Scaling up corporate efforts to ensure respect for human rights

By Julien Parkhomenko, Senior Coordinator Policy & Strategic Relations, GRI

Since its inception more than 20 years ago, GRI has been a strong and proactive supporter of human rights reporting, providing global standards that help companies be transparent about their impacts, including how they meet their responsibility to respect human rights.

Human rights permeate throughout the GRI Standards. They are addressed in the Universal Standards, which apply to all organizations that disclose their impacts through GRI. Our topic-specific Standards cover a number of human rights issues, such as child labor, forced labor, non-discrimination, and the rights of indigenous peoples.

The duty of governments to protect human rights cannot be fully realized through voluntary guidelines alone — and nor can we expect it to be achieved through self-regulation by companies. That is why we welcome that human rights due diligence is increasingly becoming a legally binding obligation in countries and regions around the world. Significantly, a new initiative from the European Commissioner for Justice, Didier Reynders, promises mandatory human rights due diligence by all companies in the EU by 2021.

Against this backdrop, and with the 10th anniversary approaching for the UN Guiding Principles on Business and Human Rights, there are three key elements that must be achieved to ensure an effective scaling up of business action for human rights during the decade to come.

1. Align corporate reporting with global instruments

The accountability that results from reporting is a strong driver for companies to ensure respect for human rights and facilitate access to remedy for victims of business-related impacts. Transparency is an enabler for behavioral change and, for reporting to be effective, an alignment on comparable and internationally adopted human rights instruments is required.

GRI is currently working to update the Universal Standards and human rights-related Standards, with a three-month public comment period underway. Our review seeks to consolidate global best practice and align with key authoritative intergovernmental instruments — namely the UN Guiding Principles, OECD Guidelines for Multinational Enterprises, and OECD Due Diligence Guidance for Responsible Business Conduct. What this means is that organizations that use the GRI Standards to disclose their impacts can meet their human rights-related reporting expectations under these globally applicable instruments.

2. Integrate human rights into business processes

Human rights due diligence should become integral to companies’ management system and the way they conduct business, rather than a process considered in isolation. This perspective also needs to be reflected in corporate reporting, by incorporating human rights as part of an organization’s approach to reporting. The revised GRI Universal Standards take a holistic view to due diligence, covering not only human rights but also impacts on the economy and environment. In addition, human rights considerations are included throughout the GRI Standards.

What we now need is for companies to show greater ambition and leadership to meet their responsibilities to respect human rights. That means companies must not only fulfil the expectations laid out in the global UN and OECD instruments, but also those set out in the Sustainable Development Goals (SDGs), most of which relate directly and indirectly to human rights. In fact, 92% of the 169 targets under the SDGs are linked to human rights — most notably under SDG 16 (peace, justice and strong institutions), SDG 5 (gender equality), SDG 8 (decent work and economic growth) and SDG 10 (reduced inequalities).

3. Strengthen policy action and coherence

The UN Guiding Principles are the touchstone for any regulation designed to improve respect for human rights by businesses.
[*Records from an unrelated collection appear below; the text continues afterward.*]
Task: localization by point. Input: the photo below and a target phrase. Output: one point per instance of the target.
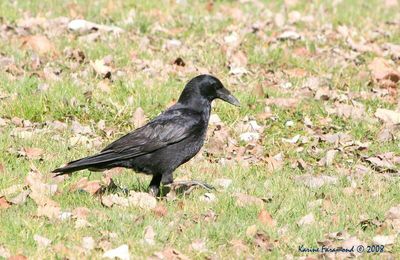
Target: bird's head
(207, 87)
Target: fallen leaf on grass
(327, 160)
(110, 200)
(381, 71)
(38, 43)
(251, 231)
(135, 199)
(88, 243)
(283, 102)
(41, 241)
(199, 245)
(101, 68)
(84, 27)
(171, 254)
(160, 210)
(393, 213)
(223, 183)
(380, 162)
(243, 200)
(316, 182)
(384, 240)
(91, 187)
(121, 252)
(262, 241)
(306, 220)
(149, 235)
(4, 252)
(31, 153)
(266, 218)
(142, 200)
(17, 257)
(80, 213)
(49, 211)
(388, 116)
(4, 204)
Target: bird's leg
(190, 185)
(154, 187)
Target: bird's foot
(189, 186)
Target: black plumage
(167, 141)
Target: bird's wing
(170, 127)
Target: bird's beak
(225, 95)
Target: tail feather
(96, 162)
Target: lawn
(310, 160)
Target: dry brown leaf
(199, 245)
(20, 198)
(258, 91)
(38, 43)
(382, 70)
(3, 203)
(91, 187)
(49, 211)
(88, 243)
(142, 200)
(41, 241)
(81, 212)
(160, 211)
(110, 200)
(306, 220)
(266, 218)
(263, 241)
(273, 164)
(17, 257)
(171, 254)
(149, 235)
(31, 153)
(393, 212)
(283, 102)
(388, 116)
(243, 200)
(327, 160)
(380, 163)
(315, 181)
(121, 252)
(384, 240)
(101, 68)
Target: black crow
(167, 141)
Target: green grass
(140, 82)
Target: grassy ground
(143, 77)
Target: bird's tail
(94, 162)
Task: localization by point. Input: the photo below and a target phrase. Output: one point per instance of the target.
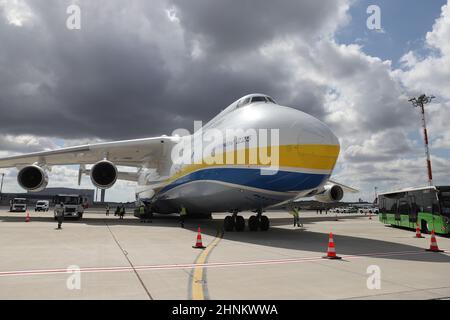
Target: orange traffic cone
(198, 243)
(331, 252)
(418, 234)
(433, 244)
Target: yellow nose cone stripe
(302, 156)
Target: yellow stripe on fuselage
(302, 156)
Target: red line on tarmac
(205, 265)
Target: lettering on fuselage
(246, 147)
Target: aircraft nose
(317, 146)
(314, 131)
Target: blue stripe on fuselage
(282, 181)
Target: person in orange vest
(59, 214)
(183, 214)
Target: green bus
(428, 206)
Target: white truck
(18, 205)
(42, 205)
(73, 205)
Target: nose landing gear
(234, 222)
(255, 222)
(258, 221)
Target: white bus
(18, 205)
(73, 205)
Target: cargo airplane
(303, 153)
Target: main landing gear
(255, 222)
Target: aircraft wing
(148, 152)
(344, 187)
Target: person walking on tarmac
(59, 214)
(295, 213)
(122, 212)
(183, 214)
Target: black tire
(228, 223)
(264, 223)
(424, 227)
(239, 223)
(253, 223)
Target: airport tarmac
(132, 260)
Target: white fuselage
(297, 157)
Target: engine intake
(332, 193)
(32, 178)
(104, 174)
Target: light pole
(1, 188)
(421, 101)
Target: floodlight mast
(421, 101)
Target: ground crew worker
(122, 212)
(295, 213)
(183, 214)
(142, 212)
(148, 213)
(59, 213)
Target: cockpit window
(248, 100)
(258, 98)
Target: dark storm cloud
(129, 72)
(229, 26)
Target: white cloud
(17, 12)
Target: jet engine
(104, 174)
(331, 193)
(32, 178)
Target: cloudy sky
(140, 68)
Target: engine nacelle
(332, 193)
(104, 174)
(32, 178)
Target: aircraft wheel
(265, 223)
(253, 223)
(228, 223)
(240, 223)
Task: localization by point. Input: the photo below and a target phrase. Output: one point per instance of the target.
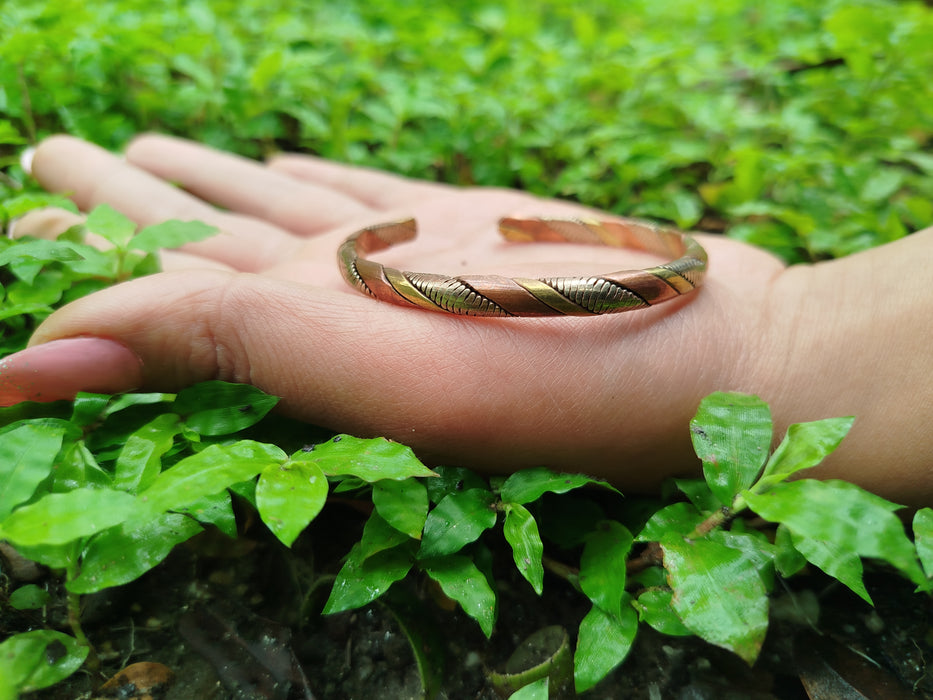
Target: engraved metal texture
(493, 295)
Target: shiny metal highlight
(492, 295)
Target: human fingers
(93, 176)
(245, 186)
(47, 223)
(607, 395)
(377, 189)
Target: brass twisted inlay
(493, 295)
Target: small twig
(564, 571)
(74, 621)
(651, 555)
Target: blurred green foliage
(803, 127)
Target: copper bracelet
(493, 295)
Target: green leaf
(89, 408)
(787, 558)
(29, 597)
(655, 609)
(451, 480)
(881, 184)
(217, 510)
(718, 594)
(171, 234)
(214, 469)
(15, 207)
(221, 408)
(379, 536)
(111, 225)
(521, 532)
(731, 434)
(602, 565)
(140, 460)
(756, 548)
(538, 690)
(370, 460)
(456, 521)
(27, 454)
(361, 581)
(76, 467)
(289, 496)
(804, 446)
(681, 518)
(603, 642)
(842, 564)
(461, 581)
(530, 484)
(403, 504)
(842, 516)
(26, 664)
(923, 538)
(697, 490)
(124, 553)
(58, 518)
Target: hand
(263, 302)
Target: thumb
(161, 332)
(311, 347)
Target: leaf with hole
(718, 594)
(731, 434)
(460, 518)
(289, 496)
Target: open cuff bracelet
(493, 295)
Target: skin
(263, 302)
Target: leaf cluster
(801, 127)
(38, 275)
(104, 489)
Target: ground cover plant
(802, 128)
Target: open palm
(263, 302)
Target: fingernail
(60, 369)
(25, 160)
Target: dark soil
(240, 619)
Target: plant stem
(564, 571)
(74, 621)
(651, 555)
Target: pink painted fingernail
(60, 369)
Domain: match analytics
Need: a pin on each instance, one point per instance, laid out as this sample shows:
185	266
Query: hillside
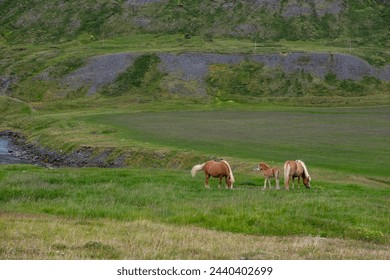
58	20
246	50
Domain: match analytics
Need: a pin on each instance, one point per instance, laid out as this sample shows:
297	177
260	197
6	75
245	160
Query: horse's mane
230	171
304	168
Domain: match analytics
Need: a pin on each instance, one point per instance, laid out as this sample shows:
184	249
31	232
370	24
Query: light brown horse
269	172
216	169
296	168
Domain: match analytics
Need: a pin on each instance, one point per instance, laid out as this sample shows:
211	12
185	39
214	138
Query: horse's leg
207	181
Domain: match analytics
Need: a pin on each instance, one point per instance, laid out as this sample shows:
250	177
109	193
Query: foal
269	173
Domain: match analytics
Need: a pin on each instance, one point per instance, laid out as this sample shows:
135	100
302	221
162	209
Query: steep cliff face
58	20
193	68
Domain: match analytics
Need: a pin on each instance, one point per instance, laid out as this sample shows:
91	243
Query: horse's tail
230	171
196	168
305	169
287	169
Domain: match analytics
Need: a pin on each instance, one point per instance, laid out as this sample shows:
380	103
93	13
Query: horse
216	169
269	172
296	168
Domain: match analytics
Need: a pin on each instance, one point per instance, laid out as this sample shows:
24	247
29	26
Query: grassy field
344	215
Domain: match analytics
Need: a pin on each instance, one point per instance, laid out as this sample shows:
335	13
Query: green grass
167	196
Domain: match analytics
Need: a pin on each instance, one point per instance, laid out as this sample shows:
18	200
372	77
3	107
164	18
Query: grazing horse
269	172
216	169
296	168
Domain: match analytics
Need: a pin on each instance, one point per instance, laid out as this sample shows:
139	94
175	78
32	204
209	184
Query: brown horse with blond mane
293	169
216	169
269	172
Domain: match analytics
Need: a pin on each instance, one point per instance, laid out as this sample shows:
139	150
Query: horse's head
306	181
262	166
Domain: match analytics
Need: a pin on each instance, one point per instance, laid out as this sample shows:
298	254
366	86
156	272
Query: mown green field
343	216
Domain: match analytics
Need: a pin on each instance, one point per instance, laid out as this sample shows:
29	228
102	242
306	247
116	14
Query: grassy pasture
155	200
342	139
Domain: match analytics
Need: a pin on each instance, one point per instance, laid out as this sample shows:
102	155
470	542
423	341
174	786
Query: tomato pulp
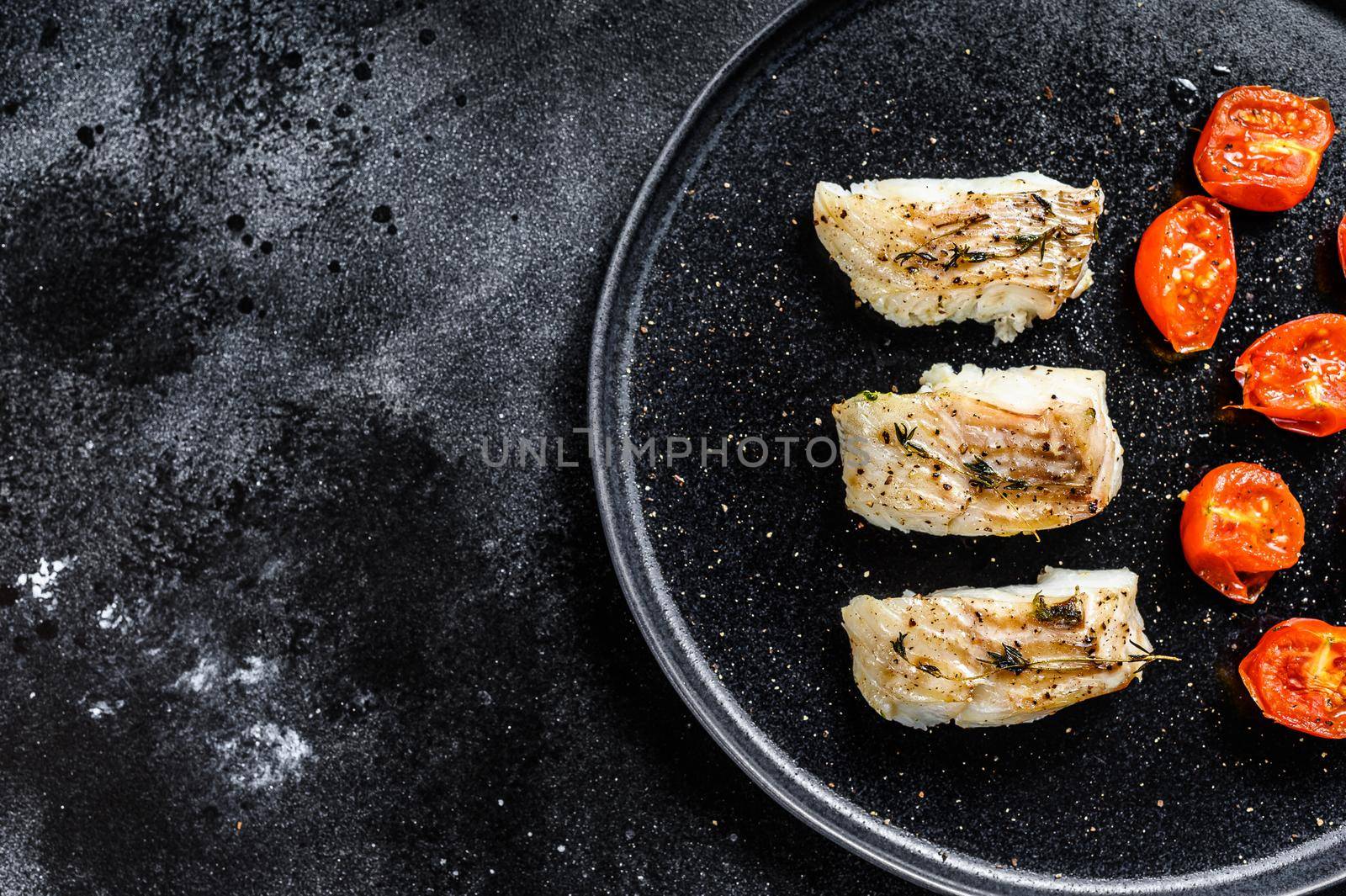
1262	147
1186	272
1238	528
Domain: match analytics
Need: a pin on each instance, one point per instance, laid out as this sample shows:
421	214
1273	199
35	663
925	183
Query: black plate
722	316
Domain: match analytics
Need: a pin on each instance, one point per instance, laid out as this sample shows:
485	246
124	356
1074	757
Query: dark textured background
267	271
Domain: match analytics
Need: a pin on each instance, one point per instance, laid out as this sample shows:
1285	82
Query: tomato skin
1341	244
1296	674
1262	147
1186	273
1240	527
1296	374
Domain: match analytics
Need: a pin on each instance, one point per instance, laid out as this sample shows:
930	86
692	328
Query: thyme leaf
919	252
1010	660
962	253
1026	241
1068	613
983	475
1013	660
905	435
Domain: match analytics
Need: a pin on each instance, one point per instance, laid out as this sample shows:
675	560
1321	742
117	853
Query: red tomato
1296	674
1296	374
1262	147
1341	244
1186	272
1242	525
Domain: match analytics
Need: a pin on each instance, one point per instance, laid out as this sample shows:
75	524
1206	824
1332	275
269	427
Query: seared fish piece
982	453
1003	251
998	655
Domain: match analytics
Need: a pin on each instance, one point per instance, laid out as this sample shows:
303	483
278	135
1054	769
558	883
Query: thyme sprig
1026	241
905	435
921	252
1068	613
983	475
1013	660
962	253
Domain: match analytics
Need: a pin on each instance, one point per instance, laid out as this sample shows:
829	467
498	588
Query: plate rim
750	748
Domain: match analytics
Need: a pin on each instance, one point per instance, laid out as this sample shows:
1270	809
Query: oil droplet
1184	93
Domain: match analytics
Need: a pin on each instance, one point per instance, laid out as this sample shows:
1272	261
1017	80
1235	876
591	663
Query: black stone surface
267	273
727	321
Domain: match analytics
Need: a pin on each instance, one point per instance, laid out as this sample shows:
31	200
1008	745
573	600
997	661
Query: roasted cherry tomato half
1186	273
1296	374
1238	528
1262	147
1296	674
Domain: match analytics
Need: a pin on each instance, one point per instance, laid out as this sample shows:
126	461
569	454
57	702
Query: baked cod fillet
982	453
982	657
1002	251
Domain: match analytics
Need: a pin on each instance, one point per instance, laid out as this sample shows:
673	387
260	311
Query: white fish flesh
982	453
1002	251
998	655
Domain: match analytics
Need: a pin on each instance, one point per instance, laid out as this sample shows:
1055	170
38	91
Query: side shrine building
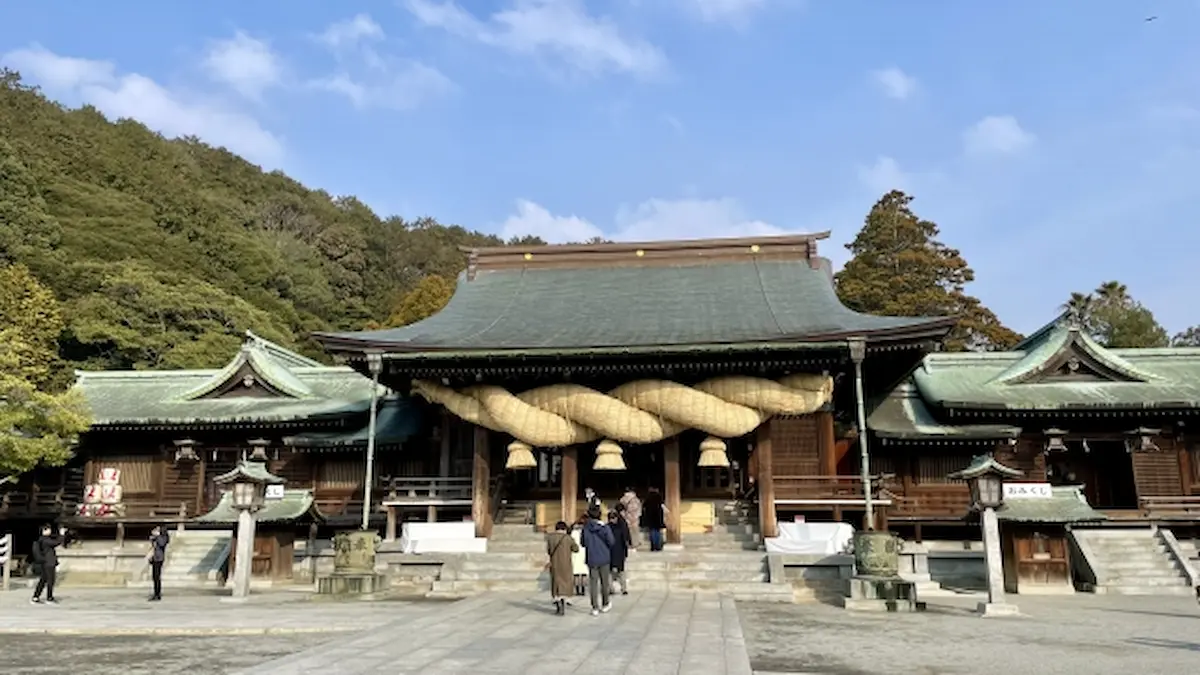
159	438
711	370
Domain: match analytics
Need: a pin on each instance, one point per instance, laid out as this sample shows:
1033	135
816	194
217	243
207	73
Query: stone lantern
247	493
985	481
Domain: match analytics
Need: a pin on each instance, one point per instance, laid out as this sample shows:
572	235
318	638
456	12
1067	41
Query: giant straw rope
643	411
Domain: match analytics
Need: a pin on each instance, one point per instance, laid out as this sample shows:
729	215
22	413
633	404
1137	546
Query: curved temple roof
651	294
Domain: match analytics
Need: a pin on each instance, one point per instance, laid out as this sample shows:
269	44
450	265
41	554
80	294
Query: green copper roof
1063	369
303	390
253	471
396	420
294	506
903	414
983	465
1067	505
635	304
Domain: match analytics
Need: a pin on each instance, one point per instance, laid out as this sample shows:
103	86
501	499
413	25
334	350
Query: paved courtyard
280	633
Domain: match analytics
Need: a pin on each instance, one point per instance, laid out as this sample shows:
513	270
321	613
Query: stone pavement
88	611
646	633
1081	634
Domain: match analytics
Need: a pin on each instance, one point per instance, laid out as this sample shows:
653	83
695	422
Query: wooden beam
481	484
826	442
569	479
767	517
672	493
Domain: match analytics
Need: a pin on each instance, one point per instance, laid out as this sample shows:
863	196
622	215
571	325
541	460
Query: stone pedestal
990	610
875	593
354	560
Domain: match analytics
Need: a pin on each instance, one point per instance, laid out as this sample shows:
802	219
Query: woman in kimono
580	559
561	547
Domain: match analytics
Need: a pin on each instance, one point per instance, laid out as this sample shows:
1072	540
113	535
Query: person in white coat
580	560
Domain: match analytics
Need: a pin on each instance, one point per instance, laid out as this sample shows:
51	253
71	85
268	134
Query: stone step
1149	563
1146	590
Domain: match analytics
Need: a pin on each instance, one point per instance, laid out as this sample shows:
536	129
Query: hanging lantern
609	457
712	453
520	455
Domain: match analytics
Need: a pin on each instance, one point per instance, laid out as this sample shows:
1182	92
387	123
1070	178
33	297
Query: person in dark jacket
46	560
654	518
619	551
598	542
157	555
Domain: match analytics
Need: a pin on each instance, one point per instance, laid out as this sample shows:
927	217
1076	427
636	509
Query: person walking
654	518
46	561
559	547
633	514
598	541
579	557
619	550
157	555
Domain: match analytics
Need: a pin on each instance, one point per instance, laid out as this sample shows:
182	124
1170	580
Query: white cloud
885	175
401	87
895	83
351	31
996	135
651	220
370	79
132	95
245	64
537	220
535	28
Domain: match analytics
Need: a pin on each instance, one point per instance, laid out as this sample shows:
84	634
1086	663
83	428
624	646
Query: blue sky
1055	143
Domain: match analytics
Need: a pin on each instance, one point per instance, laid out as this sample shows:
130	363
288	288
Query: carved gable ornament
1071	356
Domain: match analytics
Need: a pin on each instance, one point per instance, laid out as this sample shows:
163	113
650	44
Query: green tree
1188	338
36	425
431	294
899	268
1114	318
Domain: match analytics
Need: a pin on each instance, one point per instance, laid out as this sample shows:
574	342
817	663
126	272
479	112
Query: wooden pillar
390	532
569	479
481	484
767	518
826	442
672	495
1181	449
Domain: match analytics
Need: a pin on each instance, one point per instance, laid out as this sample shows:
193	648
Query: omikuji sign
1027	491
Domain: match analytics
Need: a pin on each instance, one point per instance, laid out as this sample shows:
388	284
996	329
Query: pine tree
899	268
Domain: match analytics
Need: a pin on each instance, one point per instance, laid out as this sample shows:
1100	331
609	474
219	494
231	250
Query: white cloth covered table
442	538
811	538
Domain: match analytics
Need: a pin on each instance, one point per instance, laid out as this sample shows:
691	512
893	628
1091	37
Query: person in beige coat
633	515
559	545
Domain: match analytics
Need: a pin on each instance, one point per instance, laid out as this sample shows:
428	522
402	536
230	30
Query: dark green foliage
163	252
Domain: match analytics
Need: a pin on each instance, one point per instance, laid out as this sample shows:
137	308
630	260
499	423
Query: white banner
1027	491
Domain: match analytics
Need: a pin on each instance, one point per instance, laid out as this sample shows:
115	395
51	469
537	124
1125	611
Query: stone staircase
516	559
1133	561
193	559
736	530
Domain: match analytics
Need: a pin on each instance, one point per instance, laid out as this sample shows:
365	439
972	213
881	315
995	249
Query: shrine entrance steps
516	560
1132	561
195	557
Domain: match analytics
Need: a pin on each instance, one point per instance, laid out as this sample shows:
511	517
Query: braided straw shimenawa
643	411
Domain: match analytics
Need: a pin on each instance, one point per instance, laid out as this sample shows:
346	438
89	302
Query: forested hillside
162	252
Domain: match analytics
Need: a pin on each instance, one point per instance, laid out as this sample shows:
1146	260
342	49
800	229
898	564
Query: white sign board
1027	491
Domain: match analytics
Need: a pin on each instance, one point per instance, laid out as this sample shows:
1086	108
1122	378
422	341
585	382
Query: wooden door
1041	557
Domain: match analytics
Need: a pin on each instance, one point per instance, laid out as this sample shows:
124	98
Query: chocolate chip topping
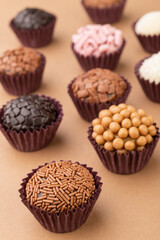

Yet without accountability and effective reporting, we will fail to secure the urgent progress required. In an analysis of 23 National Action Plans on Business and Human Rights, GRI found wide divergence in how countries set out expectations and provide support for companies to manage and disclose human rights impacts.

To enhance policy coherence, states need to develop and strengthen due diligence and non-financial reporting requirements. Existing regulations incorporate a range of requirements and standards, which tend to be framed differently in scope and obligation, creating a challenging global regulatory landscape of potentially overlapping or misaligned expectations. To bring clarity and consistency, policy makers should require the use of internationally recognized, independent and multi-stakeholder developed standards, such as GRI’s.

If we are to build on the progress already achieved and increase momentum in the decade to come, we need action in support of all three of these priorities. Aligning on effective global standards that fulfill the requirements on internationally adopted instruments. Deeper integration of human rights due diligence into business operations and processes. And a smart mix of regulatory measures by governments that offer coherence and increase the uptake of reporting. Combined, these actions will strengthen corporate accountability towards respect for human rights, driving wider societal benefits for all.

GRI is the independent international organization that helps businesses and other organizations communicate and understand their sustainability impacts.